2017-ICLR-Neural Architecture Search with Reinforcement Learning 论文阅读

NAS with RL

2017-ICLR-Neural Architecture Search with Reinforcement Learning

Google Brain
Quoc V . Le etc
GitHub: stars


we use a recurrent network to generate the model descriptions of neural networks and train this RNN with reinforcement learning to maximize the expected accuracy of the generated architectures on a validation set.



Along with this success is a paradigm shift from feature designing to architecture



This paper presents Neural Architecture Search, a gradient-based method for finding good architectures (see Figure 1) .

控制器RNN生成很多网络结构(用变长字符串描述),以p的概率采样出结构A,训练网络A,得到准确率R,计算p的梯度,and scale it by R* to update the controller(RNN).

Our work is based on the observation that the structure and connectivity of a neural network can be typically specified by a variable-length string.

It is therefore possible to use a recurrent network – the controller – to generate such string.

Training the network specified by the string – the “child network” – on the real data will result in an accuracy on a validation set.

Using this accuracy as the reward signal, we can compute the policy gradient to update the controller.

As a result, in the next iteration, the controller will give higher probabilities to architectures that receive high accuracies. In other words, the controller will learn to improve its search over time.





Let’s suppose we would like to predict feedforward neural networks with only convolutional layers, we can use the controller to generate their hyperparameters as a sequence of tokens:
设我们要预测(生成/搜索)的前向网络是卷积网络,我们可以用控制器RNN来生成每一层的超参数(序列):(卷积核高、宽,stride 高、宽,卷积核数量)五元组

In our experiments, the process of generating an architecture stops if the number of layers exceeds a certain value.

This value follows a schedule where we increase it as training progresses.

Once the controller RNN finishes generating an architecture, a neural network with this architecture is built and trained.

At convergence, the accuracy of the network on a held-out validation set is recorded.

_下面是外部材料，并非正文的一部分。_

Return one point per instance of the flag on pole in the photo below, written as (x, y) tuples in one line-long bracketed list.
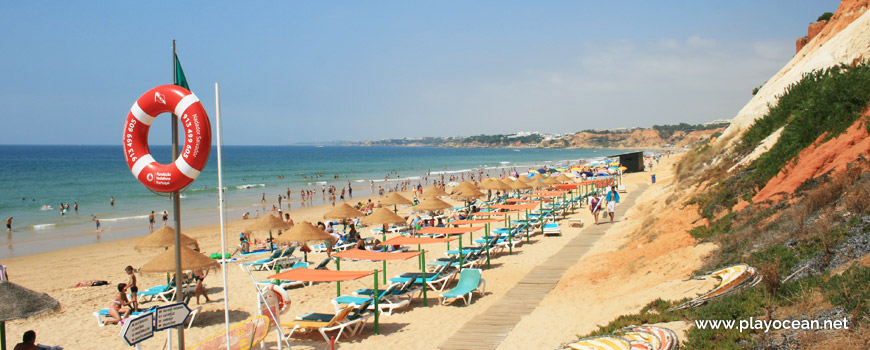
[(180, 80)]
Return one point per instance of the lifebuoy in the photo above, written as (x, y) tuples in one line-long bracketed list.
[(197, 138)]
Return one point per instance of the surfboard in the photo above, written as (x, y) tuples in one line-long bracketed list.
[(243, 336)]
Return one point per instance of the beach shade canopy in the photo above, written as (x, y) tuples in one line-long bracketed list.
[(495, 213), (432, 203), (564, 179), (190, 260), (360, 254), (343, 211), (433, 230), (475, 221), (524, 206), (304, 232), (402, 240), (17, 302), (468, 194), (494, 184), (312, 275), (164, 237), (538, 184), (520, 185), (433, 191), (395, 199), (268, 222), (464, 186), (383, 216)]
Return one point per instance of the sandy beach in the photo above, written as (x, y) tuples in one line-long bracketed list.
[(600, 286)]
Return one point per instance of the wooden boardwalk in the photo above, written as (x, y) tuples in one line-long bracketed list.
[(489, 329)]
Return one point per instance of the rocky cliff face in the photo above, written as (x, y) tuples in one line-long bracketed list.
[(843, 39)]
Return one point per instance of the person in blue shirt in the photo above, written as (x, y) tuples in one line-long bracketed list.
[(612, 199)]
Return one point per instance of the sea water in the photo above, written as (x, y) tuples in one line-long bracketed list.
[(34, 178)]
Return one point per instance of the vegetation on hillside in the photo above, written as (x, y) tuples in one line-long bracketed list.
[(806, 245)]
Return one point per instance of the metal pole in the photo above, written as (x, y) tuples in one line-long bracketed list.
[(217, 106), (376, 296), (425, 300), (176, 213)]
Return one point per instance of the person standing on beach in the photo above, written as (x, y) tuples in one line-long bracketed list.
[(612, 200), (132, 287), (594, 207)]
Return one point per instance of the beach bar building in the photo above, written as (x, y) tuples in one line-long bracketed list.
[(633, 162)]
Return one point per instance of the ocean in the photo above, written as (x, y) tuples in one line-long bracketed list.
[(36, 180)]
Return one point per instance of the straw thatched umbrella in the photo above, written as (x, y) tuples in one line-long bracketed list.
[(164, 237), (383, 216), (304, 232), (17, 302), (343, 211), (395, 199), (433, 192), (432, 203), (269, 222), (564, 178), (465, 185), (190, 260), (537, 184)]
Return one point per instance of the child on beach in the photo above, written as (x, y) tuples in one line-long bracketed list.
[(119, 309), (134, 289)]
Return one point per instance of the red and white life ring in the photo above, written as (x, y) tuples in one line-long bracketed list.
[(197, 138)]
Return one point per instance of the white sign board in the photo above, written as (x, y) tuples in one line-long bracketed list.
[(170, 316), (138, 329)]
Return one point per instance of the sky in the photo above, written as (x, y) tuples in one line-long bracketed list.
[(303, 72)]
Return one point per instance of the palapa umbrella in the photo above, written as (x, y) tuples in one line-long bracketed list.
[(383, 216), (432, 203), (164, 237), (343, 211), (269, 222), (17, 302), (564, 178), (190, 260), (433, 191), (396, 199), (465, 185), (520, 185), (304, 232)]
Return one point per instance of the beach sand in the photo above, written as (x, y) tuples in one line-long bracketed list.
[(601, 286)]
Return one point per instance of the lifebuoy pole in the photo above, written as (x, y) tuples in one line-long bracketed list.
[(176, 211)]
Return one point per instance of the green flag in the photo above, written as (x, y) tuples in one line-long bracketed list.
[(180, 80)]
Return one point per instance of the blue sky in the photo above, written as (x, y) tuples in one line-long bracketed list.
[(352, 70)]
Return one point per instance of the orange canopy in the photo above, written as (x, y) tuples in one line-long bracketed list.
[(568, 186), (361, 254), (558, 193), (448, 230), (530, 205), (519, 200), (495, 213), (311, 275), (416, 240), (472, 222)]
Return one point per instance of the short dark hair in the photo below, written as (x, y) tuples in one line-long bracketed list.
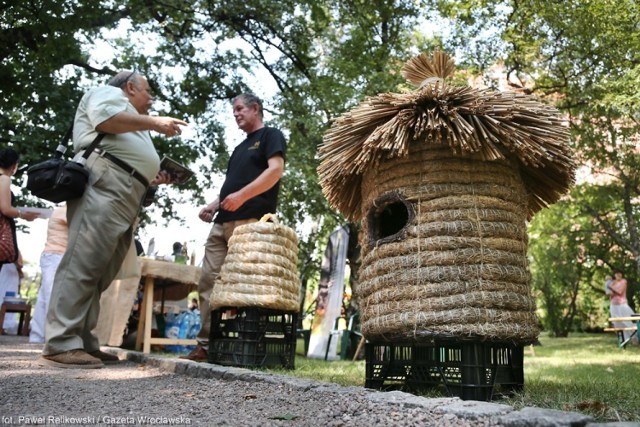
[(250, 99), (8, 157), (121, 79)]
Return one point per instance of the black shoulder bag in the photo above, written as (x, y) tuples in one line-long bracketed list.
[(57, 179)]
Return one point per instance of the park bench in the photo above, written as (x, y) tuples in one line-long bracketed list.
[(622, 342)]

The parameters of the controller RNN, θc, are then optimized in order to maximize the expected validation accuracy of the proposed architectures.

In the next section, we will describe a policy gradient method which we use to update parameters θc so that the controller RNN generates better architectures over time.

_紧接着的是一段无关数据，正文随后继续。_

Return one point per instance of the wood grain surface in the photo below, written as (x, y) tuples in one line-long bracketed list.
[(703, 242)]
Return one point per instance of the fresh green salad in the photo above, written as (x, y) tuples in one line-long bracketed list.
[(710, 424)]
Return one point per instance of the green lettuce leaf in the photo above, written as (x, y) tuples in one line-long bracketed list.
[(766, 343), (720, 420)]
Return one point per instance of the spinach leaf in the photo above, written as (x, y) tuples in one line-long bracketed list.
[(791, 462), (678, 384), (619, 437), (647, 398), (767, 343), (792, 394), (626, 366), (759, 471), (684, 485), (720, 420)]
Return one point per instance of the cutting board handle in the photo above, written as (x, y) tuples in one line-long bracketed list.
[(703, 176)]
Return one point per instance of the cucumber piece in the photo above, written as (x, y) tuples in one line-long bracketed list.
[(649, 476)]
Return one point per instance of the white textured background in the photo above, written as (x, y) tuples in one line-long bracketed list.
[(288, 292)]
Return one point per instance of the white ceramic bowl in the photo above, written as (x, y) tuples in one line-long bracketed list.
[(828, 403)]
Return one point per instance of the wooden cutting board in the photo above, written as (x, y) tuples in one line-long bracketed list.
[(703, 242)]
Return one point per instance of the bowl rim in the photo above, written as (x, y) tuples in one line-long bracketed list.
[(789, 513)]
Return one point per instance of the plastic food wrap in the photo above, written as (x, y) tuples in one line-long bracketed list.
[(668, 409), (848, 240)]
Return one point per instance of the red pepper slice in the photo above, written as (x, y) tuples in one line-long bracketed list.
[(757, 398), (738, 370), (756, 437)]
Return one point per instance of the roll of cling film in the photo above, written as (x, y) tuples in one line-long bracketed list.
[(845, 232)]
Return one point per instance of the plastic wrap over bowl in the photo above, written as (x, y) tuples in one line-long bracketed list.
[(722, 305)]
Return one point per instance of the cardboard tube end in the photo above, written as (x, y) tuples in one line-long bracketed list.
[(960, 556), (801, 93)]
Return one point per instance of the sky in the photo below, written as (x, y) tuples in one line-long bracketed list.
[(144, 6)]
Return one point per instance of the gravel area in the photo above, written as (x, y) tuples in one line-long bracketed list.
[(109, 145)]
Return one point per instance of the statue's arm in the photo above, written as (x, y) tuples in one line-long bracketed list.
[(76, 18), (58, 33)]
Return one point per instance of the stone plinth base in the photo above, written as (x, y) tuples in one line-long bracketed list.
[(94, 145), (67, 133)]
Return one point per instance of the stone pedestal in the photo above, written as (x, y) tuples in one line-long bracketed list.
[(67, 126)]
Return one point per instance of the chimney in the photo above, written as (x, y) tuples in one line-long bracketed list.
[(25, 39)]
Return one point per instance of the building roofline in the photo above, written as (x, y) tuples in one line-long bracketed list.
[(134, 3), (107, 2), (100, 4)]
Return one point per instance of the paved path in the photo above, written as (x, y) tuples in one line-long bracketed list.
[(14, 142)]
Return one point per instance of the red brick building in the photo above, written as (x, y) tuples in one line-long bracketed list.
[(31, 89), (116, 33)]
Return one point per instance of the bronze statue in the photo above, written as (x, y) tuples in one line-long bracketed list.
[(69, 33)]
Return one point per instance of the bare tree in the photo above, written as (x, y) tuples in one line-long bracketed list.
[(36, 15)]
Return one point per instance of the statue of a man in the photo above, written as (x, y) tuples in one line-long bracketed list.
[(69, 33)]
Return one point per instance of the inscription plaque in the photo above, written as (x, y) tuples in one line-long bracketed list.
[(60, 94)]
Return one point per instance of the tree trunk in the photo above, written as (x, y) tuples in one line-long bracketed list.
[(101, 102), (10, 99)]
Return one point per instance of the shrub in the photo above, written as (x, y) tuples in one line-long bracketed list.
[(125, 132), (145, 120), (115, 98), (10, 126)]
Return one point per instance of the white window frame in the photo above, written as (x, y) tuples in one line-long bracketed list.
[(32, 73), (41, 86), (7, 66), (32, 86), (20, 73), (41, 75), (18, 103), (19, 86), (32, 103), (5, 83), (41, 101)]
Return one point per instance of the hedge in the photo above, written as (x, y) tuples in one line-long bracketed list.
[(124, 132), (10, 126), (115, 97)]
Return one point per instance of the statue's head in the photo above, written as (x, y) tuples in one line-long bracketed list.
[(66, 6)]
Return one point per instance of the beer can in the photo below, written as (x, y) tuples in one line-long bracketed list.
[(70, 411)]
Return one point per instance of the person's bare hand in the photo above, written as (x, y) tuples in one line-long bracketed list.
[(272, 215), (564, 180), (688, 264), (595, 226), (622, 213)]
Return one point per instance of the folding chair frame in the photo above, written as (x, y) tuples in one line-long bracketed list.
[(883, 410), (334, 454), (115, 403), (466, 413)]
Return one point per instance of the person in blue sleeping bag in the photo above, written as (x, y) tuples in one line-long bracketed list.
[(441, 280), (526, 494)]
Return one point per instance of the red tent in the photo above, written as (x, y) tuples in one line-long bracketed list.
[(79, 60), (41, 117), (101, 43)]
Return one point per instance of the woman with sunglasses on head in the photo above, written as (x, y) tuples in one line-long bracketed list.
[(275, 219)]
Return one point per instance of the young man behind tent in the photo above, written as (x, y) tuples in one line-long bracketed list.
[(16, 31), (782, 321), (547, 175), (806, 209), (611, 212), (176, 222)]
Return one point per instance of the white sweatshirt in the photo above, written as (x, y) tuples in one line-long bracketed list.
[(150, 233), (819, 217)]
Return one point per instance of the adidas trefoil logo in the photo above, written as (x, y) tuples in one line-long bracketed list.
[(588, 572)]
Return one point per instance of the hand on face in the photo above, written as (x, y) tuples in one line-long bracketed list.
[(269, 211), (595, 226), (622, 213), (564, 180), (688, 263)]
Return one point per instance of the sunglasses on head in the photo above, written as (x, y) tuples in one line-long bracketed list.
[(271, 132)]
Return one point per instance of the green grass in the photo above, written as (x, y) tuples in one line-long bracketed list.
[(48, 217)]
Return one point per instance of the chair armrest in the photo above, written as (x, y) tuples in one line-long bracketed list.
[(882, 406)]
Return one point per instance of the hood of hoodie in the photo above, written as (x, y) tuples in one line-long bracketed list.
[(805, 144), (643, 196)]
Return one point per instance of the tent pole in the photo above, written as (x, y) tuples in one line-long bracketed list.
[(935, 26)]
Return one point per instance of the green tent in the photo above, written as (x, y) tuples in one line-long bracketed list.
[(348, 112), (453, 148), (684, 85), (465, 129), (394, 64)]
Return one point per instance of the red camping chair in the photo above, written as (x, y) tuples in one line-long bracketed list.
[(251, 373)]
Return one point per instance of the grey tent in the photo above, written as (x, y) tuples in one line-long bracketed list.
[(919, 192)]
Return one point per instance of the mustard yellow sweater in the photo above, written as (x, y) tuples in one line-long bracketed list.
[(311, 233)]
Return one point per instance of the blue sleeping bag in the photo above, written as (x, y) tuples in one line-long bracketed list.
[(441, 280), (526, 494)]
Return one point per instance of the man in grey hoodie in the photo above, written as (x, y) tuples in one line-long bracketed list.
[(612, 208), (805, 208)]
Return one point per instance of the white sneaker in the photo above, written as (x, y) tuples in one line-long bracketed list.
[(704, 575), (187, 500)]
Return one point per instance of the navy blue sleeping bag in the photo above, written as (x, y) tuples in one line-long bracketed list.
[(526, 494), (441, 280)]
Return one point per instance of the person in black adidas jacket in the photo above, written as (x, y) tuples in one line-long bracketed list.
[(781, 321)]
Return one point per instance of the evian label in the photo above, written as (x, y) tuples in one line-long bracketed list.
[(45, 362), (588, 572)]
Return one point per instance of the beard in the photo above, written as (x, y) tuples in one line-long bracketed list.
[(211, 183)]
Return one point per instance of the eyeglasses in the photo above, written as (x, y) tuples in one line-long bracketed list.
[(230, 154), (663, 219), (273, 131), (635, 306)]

3.2 Training with Reinforce

The list of tokens that the controller predicts can be viewed as a list of actions \(a_{1:T}\) to design an architecture for a child network.

At convergence, this child network will achieve an accuracy R on a held-out dataset.

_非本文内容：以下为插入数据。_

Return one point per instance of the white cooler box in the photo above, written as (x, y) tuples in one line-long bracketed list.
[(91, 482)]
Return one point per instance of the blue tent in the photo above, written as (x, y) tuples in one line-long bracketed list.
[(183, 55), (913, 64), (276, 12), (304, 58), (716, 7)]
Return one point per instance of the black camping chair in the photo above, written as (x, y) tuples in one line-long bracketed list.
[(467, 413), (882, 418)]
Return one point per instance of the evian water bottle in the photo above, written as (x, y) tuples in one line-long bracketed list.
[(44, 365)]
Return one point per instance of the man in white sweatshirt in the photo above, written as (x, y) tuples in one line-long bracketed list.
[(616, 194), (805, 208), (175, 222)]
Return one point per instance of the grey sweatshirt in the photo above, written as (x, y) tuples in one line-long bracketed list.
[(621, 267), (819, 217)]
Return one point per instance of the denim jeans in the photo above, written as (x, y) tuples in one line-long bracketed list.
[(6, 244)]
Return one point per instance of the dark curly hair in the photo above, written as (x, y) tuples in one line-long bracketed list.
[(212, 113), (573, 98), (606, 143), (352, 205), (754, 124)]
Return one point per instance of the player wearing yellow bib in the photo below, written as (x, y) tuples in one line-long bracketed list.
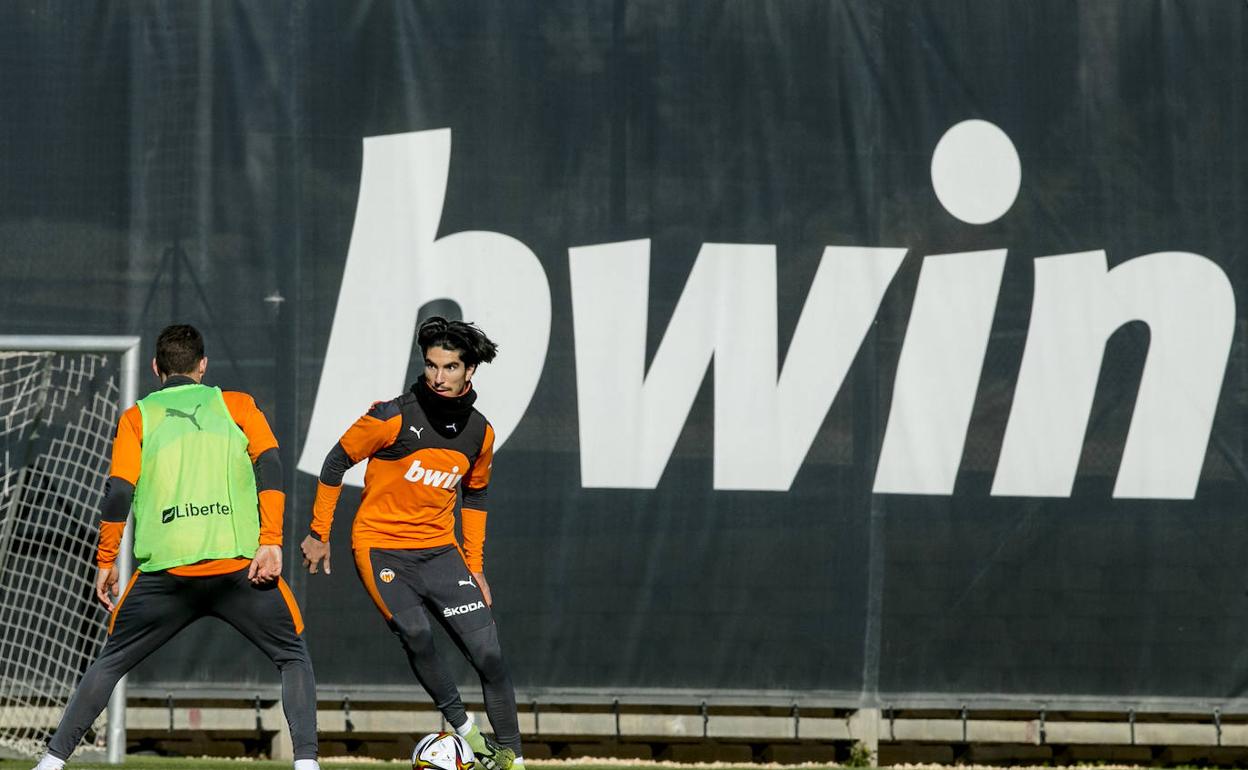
[(200, 471)]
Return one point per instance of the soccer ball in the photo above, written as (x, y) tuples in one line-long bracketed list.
[(442, 751)]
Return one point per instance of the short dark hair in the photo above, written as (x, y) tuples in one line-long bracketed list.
[(179, 350), (459, 336)]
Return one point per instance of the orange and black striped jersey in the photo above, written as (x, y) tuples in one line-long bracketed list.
[(126, 467), (421, 448)]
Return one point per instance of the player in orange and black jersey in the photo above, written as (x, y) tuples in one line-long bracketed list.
[(423, 448), (192, 559)]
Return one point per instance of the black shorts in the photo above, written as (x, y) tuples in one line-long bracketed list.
[(434, 578)]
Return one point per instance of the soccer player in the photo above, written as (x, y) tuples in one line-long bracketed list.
[(422, 448), (189, 459)]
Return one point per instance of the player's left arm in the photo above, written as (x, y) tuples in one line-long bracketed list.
[(476, 488), (267, 463), (119, 493)]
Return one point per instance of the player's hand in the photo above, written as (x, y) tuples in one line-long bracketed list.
[(106, 585), (266, 565), (313, 553), (479, 577)]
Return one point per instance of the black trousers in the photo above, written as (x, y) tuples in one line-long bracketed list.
[(408, 585), (157, 605)]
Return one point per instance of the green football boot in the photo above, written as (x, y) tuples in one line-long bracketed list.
[(489, 754)]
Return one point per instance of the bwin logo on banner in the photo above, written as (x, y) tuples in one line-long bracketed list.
[(630, 418)]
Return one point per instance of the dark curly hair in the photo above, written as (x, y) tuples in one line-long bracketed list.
[(459, 336), (179, 348)]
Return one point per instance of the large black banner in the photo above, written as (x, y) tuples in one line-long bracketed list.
[(864, 351)]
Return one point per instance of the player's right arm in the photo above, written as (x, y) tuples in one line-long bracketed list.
[(370, 434), (119, 493)]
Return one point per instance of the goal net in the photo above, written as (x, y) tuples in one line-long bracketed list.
[(60, 399)]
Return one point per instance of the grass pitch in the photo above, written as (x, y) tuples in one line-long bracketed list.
[(166, 763)]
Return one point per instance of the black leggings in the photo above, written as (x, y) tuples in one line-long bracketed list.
[(157, 605), (408, 587)]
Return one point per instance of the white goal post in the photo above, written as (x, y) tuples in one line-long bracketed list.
[(60, 398)]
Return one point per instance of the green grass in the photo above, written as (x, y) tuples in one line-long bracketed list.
[(165, 763)]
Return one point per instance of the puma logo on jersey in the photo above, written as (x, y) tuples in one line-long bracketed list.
[(172, 412), (433, 478), (451, 612)]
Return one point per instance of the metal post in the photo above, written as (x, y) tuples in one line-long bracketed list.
[(127, 383)]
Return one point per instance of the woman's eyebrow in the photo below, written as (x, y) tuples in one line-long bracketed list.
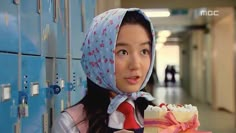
[(126, 44)]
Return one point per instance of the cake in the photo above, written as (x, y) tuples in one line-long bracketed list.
[(171, 118)]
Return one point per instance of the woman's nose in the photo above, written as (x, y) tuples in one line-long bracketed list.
[(134, 62)]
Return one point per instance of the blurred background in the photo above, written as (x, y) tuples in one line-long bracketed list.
[(40, 56)]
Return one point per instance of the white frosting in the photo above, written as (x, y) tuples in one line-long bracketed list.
[(173, 107)]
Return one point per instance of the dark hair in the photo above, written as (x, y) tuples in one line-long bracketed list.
[(97, 99)]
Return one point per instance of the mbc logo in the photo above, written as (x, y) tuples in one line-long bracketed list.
[(209, 13)]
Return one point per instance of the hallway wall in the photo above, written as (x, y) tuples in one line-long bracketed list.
[(223, 60)]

We can use this accuracy R as the reward signal and use reinforcement learning to train the controller.

More concretely, to find the optimal architecture, we ask our controller to
maximize its expected reward, represented by \(J(θ_c)\):
\(J\left(\theta_{c}\right)=E_{P\left(a_{1: T} ; \theta_{c}\right)}[R]\).
⭐️ **如何计算R的期望?\(P\left(a_{1: T} ; \theta_{c}\right)\),是什么?

Since there ward signal R is non-differentiable, we need to use a policy gradient method to iteratively update \(θ_c\).
\(\nabla_{\theta_{c}} J\left(\theta_{c}\right)=\sum_{t=1}^{T} E_{P\left(a_{1: T} ; \theta_{c}\right)}\left[\nabla_{\theta_{c}} \log P\left(a_{t} | a_{(t-1): 1} ; \theta_{c}\right) R\right]\).
⭐️ **\(P\left(a_{t} | a_{(t-1): 1} ; \theta_{c}\right)\).是什么?\(\sum_{t=1}^{T}\).又是什么?

An empirical approximation of the above quantity is:
\(\frac{1}{m} \sum_{k=1}^{m} \sum_{t=1}^{T} \nabla_{\theta_{c}} \log P\left(a_{t} | a_{(t-1): 1} ; \theta_{c}\right) R_{k}\).
⭐️ 怎么近似的?

Where m is the number of different architectures that the controller samples in one batch and T is the number of hyperparameters our controller has to predict to design a neural network architecture.

The validation accuracy that the k-th neural network architecture achieves after being trained on a training dataset is \(R_k\).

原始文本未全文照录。